Random Access Memories (2015-Ongoing)

Using my personal archive of family photos as a point of departure, Random Access Memories examines the intersection of memory, photography, and technology in an increasingly unstable media environment.

My family has kept a meticulous archive of photos, going back to 1890 (and further, had a fire in 1972 not destroyed a majority of the tintypes). The physical record of my family spans more than 100 years, but stops abruptly in the early 2000s as digital photography became increasingly popular. As I sorted through the photographs I was struck by the realization that most of the people staring back at me, my great-aunts and grandfathers, were complete strangers. Those memories only became real through my mother’s stories, which were imperfect retellings of the stories that had been told to her. Even as I looked into the eyes of my four year old self, I had no recollection of the scenes surrounding her. There was a distance from my own history that I wanted to confront.

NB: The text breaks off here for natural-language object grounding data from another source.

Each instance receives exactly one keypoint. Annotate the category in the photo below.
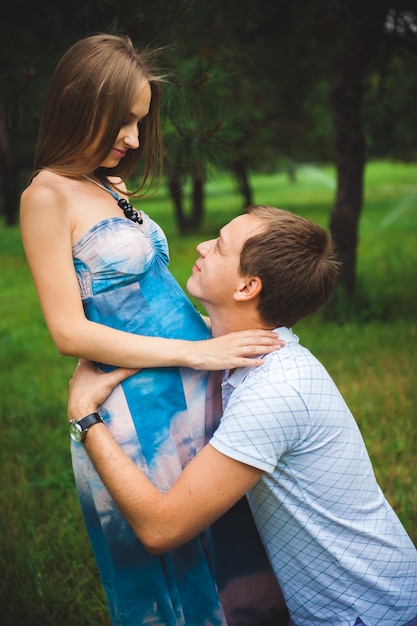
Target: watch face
(75, 431)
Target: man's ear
(249, 288)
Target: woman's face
(129, 134)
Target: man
(287, 439)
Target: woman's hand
(238, 349)
(89, 387)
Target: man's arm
(209, 485)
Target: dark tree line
(251, 87)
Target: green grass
(47, 572)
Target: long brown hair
(296, 261)
(90, 95)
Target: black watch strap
(86, 422)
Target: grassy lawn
(47, 572)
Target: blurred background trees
(252, 87)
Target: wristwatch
(78, 428)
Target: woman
(100, 270)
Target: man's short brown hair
(296, 261)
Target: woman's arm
(46, 234)
(209, 485)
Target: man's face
(215, 275)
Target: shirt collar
(240, 373)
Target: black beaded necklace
(126, 207)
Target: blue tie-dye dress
(160, 417)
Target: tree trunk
(10, 173)
(241, 174)
(346, 102)
(346, 106)
(187, 223)
(177, 196)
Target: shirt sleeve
(261, 423)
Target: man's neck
(224, 322)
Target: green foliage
(47, 571)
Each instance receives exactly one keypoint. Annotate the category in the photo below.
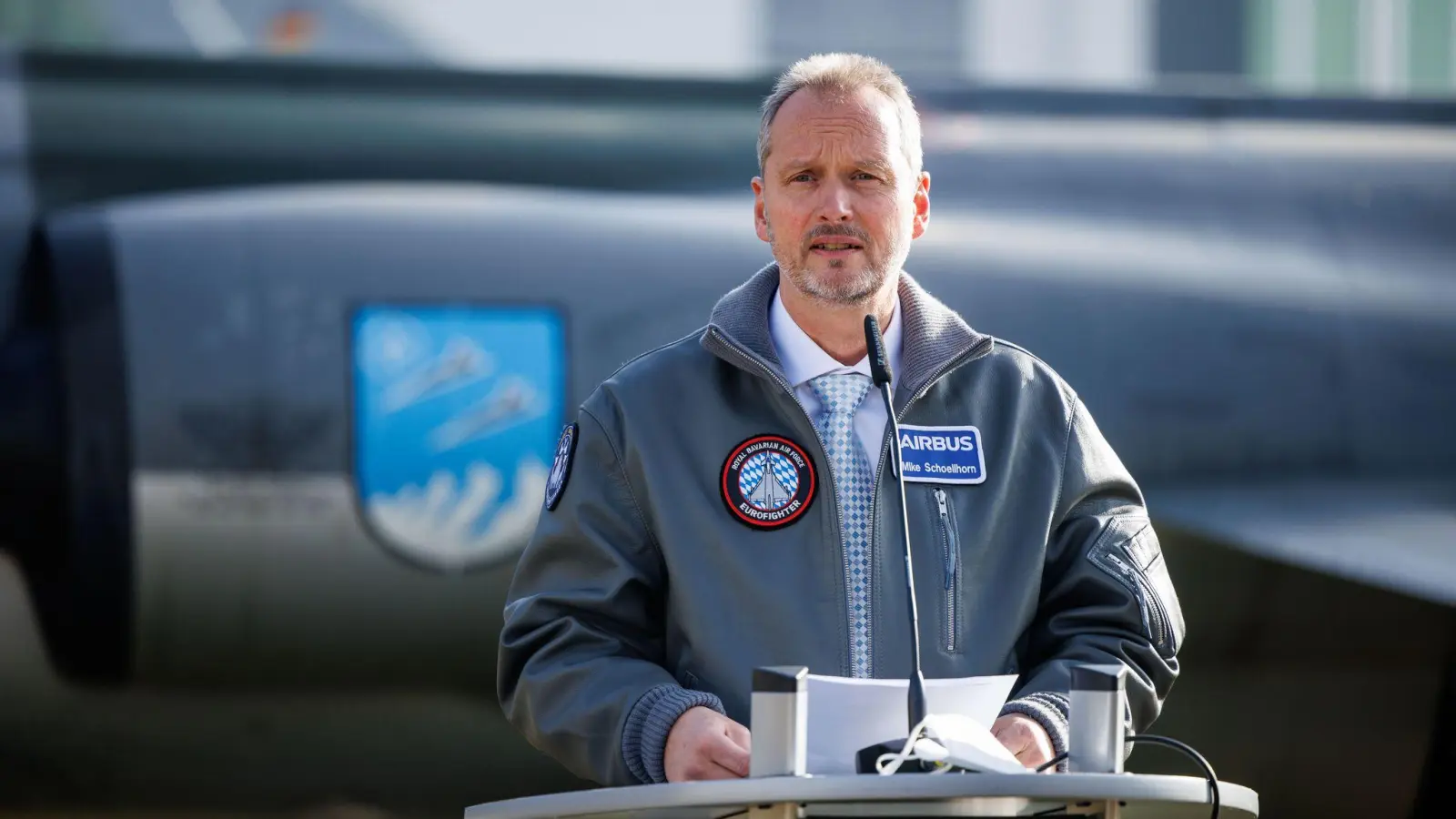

Photographs have never been perfect translations of moments. The first iterations were sketchy, inscribed by light and revealed through a chemical process so they might resemble, as closely as possible, what was photographed. To be understood by human eyes, digital photographs require an additional layer of translation, resulting in two images: the one that is legible to the machine (a series of numbers, letters, and symbols) and the translated image that more closely mimics their analogue counterparts. These added layers make digital photography the most fragile iteration of the medium, and most similar to our own imperfect process of making and keeping memories.


My interest with this body of work rests on the malleability of our memories and the fragile methods by which we keep them. To explore this, I digitized my family’s archive, but disrupt the translation of those memories by meticulously editing the code and breaking down the structure of the digital file until it becomes incoherent to both machine and human eyes. The disruptions range from subtle to extreme, becoming more volatile with each retelling and translation of the file.